Before the start of the season, London Irish sponsor, Cash Converters, announced that they were withdrawing sponsorship of the club, and many fans also tweeted that they would boycott the club, using the #IBelieveHer hashtag. This was followed six days later by an announcement by Diageo that they would be withdrawing their Guinness-branded sponsorship from the club as a result of Jackson's signing. They said in a statement "We have met with the club to express our concerns. Their recent decision is not consistent with our values and so we have ended our sponsorship." Diageo and Guinness had sponsored the club for the previous 27 years.

On 6 September 2021, London Irish announced via their website that Jackson would be taking up a leadership role at the club acting as support for captain Matt Rogerson with the assistance of scrum-half teammate Nick Phipps.

===Lyon OU===
Following the disbanding of London Irish, Lyon Olympique Universitaire announced that they had signed Paddy Jackson on a 1-year deal, commencing from 1 July 2023. Lyon later confirmed Jackson had extended his contract until 2026.

==International career==

Jackson captained the Ireland under-20 team.
He made his senior debut for Ireland on 24 February 2013, starting against Scotland in the 2013 Six Nations Championship. He has 25 caps for Ireland.
His contract with Ireland was revoked by the Irish Rugby Football Union following his rape trial and acquittal.

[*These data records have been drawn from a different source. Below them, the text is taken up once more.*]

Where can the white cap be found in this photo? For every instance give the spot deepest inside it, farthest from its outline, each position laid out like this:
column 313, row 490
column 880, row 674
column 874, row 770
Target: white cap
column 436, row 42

==Rape and sexual assault case==
Jackson, along with Stuart Olding, Blane McIlroy, and Rory Harrison, was arrested and questioned about allegations of a rape and sexual assault alleged to have taken place during an after-party at Jackson's home in South Belfast in the early hours of 28 June 2016. In July 2017, they were told by the police that they would face charges in relation to the alleged rape and sexual assault. The trial started in January 2018, with prosecution and defence concluding their cases in late March. On 28 March 2018, after less than 4 hours of deliberation, the jury delivered a unanimous not guilty verdict for all four men (the judge having indicated a unanimous verdict was required).

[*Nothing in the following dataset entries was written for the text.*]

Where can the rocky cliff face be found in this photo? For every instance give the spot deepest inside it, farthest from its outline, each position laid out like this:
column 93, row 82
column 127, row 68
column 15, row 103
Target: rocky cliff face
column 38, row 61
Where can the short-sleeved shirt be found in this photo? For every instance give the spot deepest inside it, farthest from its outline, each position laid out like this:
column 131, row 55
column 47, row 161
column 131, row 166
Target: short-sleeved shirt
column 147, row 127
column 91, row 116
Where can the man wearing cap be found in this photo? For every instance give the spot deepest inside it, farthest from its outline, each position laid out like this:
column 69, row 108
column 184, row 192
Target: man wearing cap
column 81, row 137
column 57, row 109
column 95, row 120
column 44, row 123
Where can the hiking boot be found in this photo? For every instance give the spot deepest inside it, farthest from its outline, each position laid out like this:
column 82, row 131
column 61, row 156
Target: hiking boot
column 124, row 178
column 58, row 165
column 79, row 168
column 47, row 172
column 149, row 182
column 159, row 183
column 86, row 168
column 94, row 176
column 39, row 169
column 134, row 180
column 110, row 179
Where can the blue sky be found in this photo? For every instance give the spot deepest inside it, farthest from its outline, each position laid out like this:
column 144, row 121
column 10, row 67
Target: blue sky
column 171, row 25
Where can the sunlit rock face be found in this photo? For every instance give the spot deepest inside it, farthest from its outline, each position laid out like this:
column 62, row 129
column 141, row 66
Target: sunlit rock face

Following the trial and the release of text messages sent by Jackson to a WhatsApp group, a series of protests and condemnation was levelled at Jackson for leaving the complainant in a distressed way and the sexist and degrading tone of his messages. On 6 April 2018, Jackson acknowledged that the condemnation was "fully justified" and apologised adding "I am also truly sorry for engaging in a WhatsApp group chat which was degrading and offensive and I apologise unreservedly for this."

Jackson's and Olding's contracts were revoked by Ulster Rugby and the IRFU on 14 April 2018, following a review. A statement from the IRFU stated
"In arriving at this decision, the Irish Rugby Football Union and Ulster Rugby acknowledge our responsibility and commitment to the core values of the game: Respect, Inclusivity and Integrity. It has been agreed, as part of this commitment, to conduct an in-depth review of existing structures and educational programmes, within the game in Ireland, to ensure the importance of these core values is clearly understood, supported and practised at every level of the game."
 Jackson released a statement, saying "I am deeply disappointed about the outcome of the IRFU and Ulster Rugby's internal review. However, I recognise that my behaviour has fallen far short of the values expected of me as an international player, a role model for the game of rugby and as a son and a brother. I am truly sorry."